Tuesday, November 28, 2006

Striking new San Francisco museum (4 of 4)


Andy Goldsworthy, "Drawn Stone," 2005
de Young Museum















Cornelia Parker, "Anti-Mass," 2005


De Young Museum, Golden Gate Park
San Francisco
17th-20th century American art and art of the native Americans, Asia and the Pacific

Part 4 of 4
Selected works

Andy Goldsworthy, “Drawn Stone,” 2005

As you walk toward the main entrance of the de Young Museum, you could easily overlook a slim crack running down the center of the pavement. The crack stretches to a large squared chunk of stone, splits the stone in two, and continues into a courtyard, where it branches off in half a dozen crooked paths to break through other stone blocks.

This arrangement is a commissioned work by British artist Andy Goldsworthy. When Goldsworthy learned that the chosen material for the piece was Yorkshire sandstone (which also surrounds the museum), he became intrigued by the way that the stone splits.. “The crack and the hole have been an important recurring feature in my art for a long time,” Goldsworthy comments in a recorded audio guide to the museum. “They are windows into the stone, or a release of the energies inside the stone. They are a way of both looking in and looking out of the stone.”

Cracks and fissures have particular meaning in the San Francisco Bay area, and in light of the deYoung’s history, Goldsworthy notes. He likes the idea that visitors don’t immediately recognize his work as art. “People see it and probably think it’s a fault in the building, which I adore. It’s so opposite what you would normally get in front of a museum.”

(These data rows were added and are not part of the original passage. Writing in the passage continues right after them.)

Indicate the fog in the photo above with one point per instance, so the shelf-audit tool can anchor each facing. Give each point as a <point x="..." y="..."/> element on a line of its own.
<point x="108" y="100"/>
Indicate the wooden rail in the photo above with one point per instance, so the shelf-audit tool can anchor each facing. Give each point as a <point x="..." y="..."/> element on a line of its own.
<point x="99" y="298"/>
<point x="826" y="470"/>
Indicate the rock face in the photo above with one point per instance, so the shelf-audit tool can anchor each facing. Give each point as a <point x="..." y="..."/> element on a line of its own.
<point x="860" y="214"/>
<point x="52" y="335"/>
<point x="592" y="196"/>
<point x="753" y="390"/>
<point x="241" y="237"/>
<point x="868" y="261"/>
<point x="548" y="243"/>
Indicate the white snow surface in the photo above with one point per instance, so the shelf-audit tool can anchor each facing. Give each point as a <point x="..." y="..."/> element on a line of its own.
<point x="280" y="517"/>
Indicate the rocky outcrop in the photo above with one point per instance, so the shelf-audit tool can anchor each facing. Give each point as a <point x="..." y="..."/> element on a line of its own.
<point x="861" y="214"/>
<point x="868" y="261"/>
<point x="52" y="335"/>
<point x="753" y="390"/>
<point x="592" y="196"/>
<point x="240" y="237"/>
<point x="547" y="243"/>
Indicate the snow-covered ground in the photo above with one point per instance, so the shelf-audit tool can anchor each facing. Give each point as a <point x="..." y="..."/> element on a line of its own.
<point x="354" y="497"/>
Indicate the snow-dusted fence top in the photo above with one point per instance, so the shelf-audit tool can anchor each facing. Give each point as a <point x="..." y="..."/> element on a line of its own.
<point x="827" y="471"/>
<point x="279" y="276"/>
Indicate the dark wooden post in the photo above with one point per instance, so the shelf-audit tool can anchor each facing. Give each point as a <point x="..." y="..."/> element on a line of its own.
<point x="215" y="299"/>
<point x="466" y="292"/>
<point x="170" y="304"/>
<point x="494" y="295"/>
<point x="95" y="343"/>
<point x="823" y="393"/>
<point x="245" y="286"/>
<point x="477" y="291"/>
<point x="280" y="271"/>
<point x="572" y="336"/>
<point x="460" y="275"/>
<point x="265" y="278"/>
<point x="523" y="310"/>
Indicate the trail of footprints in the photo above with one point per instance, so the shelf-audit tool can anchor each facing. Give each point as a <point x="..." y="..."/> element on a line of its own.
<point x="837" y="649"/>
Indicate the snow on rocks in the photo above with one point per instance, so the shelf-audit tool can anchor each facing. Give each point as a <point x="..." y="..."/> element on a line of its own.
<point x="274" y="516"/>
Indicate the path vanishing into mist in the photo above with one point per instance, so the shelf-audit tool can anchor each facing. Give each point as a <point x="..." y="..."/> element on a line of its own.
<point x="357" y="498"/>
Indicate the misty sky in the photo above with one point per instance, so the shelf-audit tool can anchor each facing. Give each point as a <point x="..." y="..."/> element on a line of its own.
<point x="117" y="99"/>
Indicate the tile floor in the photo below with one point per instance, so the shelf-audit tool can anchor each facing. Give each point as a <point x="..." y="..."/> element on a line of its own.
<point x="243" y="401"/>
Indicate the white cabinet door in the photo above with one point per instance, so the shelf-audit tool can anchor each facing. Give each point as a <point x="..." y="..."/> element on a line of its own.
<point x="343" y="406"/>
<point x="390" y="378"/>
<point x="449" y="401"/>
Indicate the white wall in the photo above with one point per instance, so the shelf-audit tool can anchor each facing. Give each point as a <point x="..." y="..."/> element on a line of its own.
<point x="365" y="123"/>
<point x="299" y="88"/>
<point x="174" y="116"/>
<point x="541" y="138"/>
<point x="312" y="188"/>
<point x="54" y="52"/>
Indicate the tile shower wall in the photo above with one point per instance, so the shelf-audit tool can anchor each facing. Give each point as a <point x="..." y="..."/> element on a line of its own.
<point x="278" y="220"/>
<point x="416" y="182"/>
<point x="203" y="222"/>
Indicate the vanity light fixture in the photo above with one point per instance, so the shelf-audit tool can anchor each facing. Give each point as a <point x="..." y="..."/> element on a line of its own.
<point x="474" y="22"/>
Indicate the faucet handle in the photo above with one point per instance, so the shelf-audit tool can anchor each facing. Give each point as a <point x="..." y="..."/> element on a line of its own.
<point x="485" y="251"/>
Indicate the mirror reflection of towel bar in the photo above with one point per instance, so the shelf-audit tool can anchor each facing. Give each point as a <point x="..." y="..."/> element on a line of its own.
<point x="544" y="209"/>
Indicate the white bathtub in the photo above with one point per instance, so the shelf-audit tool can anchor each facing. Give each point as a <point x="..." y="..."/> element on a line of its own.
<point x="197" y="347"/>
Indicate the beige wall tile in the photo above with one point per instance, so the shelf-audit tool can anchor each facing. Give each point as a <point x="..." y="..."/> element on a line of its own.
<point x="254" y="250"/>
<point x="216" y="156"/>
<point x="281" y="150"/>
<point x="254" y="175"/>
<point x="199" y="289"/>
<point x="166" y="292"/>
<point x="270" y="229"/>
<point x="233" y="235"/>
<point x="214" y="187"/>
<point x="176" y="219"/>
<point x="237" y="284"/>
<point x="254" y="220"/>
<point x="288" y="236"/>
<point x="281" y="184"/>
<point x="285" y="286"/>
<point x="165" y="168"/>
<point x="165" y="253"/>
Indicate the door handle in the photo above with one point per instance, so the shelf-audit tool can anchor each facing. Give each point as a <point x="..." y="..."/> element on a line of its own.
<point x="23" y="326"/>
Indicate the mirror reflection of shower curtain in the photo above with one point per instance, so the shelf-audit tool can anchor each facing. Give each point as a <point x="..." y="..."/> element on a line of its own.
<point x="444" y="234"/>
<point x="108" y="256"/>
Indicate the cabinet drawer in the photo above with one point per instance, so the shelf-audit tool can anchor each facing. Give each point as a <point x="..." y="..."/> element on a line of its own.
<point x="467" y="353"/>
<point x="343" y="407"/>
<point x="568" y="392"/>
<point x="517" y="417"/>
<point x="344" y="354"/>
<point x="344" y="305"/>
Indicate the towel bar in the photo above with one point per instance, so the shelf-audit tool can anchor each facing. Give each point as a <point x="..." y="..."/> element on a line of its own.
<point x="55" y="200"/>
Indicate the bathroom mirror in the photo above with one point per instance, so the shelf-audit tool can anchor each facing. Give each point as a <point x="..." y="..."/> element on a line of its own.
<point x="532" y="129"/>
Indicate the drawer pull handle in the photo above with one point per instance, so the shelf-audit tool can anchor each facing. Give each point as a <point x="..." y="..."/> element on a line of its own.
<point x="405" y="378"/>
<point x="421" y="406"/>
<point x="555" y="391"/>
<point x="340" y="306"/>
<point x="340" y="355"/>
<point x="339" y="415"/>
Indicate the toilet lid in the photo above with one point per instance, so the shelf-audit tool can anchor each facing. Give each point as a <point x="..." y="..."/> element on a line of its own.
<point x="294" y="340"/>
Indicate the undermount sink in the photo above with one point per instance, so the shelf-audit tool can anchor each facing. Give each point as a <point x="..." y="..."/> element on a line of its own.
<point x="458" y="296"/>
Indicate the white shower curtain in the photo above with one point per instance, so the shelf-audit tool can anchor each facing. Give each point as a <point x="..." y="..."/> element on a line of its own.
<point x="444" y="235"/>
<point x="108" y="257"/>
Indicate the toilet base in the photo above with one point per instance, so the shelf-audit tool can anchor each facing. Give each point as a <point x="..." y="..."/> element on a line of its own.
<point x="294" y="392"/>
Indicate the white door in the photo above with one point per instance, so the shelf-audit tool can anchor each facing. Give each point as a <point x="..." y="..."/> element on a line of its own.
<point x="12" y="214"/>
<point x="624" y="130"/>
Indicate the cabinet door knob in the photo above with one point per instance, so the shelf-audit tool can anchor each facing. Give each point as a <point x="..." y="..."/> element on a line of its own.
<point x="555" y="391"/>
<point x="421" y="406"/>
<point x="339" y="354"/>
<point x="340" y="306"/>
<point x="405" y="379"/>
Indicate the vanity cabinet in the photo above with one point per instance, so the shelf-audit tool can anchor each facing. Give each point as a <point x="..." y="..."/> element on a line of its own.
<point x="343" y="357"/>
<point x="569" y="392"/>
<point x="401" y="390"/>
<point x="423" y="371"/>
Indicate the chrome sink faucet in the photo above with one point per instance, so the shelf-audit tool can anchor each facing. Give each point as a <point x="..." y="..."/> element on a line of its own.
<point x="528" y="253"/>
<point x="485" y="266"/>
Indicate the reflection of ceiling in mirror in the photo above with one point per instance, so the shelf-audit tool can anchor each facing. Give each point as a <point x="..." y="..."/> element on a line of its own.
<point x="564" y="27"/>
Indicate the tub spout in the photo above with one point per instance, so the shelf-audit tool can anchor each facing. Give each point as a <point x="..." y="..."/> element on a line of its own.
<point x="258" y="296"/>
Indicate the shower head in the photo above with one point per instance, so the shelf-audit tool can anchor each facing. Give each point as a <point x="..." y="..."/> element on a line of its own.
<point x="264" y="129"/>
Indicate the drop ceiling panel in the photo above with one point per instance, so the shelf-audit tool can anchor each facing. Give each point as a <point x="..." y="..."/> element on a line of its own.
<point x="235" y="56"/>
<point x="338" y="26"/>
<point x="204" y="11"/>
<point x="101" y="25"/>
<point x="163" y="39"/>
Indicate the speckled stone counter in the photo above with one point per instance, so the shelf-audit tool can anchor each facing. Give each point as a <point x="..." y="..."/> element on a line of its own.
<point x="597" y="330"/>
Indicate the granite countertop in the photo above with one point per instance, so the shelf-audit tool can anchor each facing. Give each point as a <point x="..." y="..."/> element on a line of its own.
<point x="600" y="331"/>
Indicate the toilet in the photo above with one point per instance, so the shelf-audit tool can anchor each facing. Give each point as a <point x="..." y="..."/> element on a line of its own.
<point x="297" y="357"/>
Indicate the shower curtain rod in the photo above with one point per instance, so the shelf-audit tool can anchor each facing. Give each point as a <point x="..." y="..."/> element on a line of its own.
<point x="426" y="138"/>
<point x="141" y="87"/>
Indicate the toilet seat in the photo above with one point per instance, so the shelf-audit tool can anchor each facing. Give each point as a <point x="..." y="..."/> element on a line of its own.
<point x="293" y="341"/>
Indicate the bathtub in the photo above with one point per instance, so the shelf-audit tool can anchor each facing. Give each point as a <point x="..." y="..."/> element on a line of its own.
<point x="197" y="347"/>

Cornelia Parker, “Anti-Mass,” 2005

This hanging sculpture is made from charred fragments of a black southern Baptist church destroyed by arsonists.

The piece dominates the room with its ominous presence. Even before I read about the work, I thought it looked like an arrested explosion.

“Mass” refers to both the amount of matter in an object and to a religious ritual. A placard near the he piece states that the installation is meant to evoke “both the lost church and the bodily presence of the congregation through an absence more powerful than any figurative image.”

1 comment:

eloquentwoman said...

Great observations, Lisa -- I also just saw the de Young museum (in early November) and it's an amazing transformation of the site.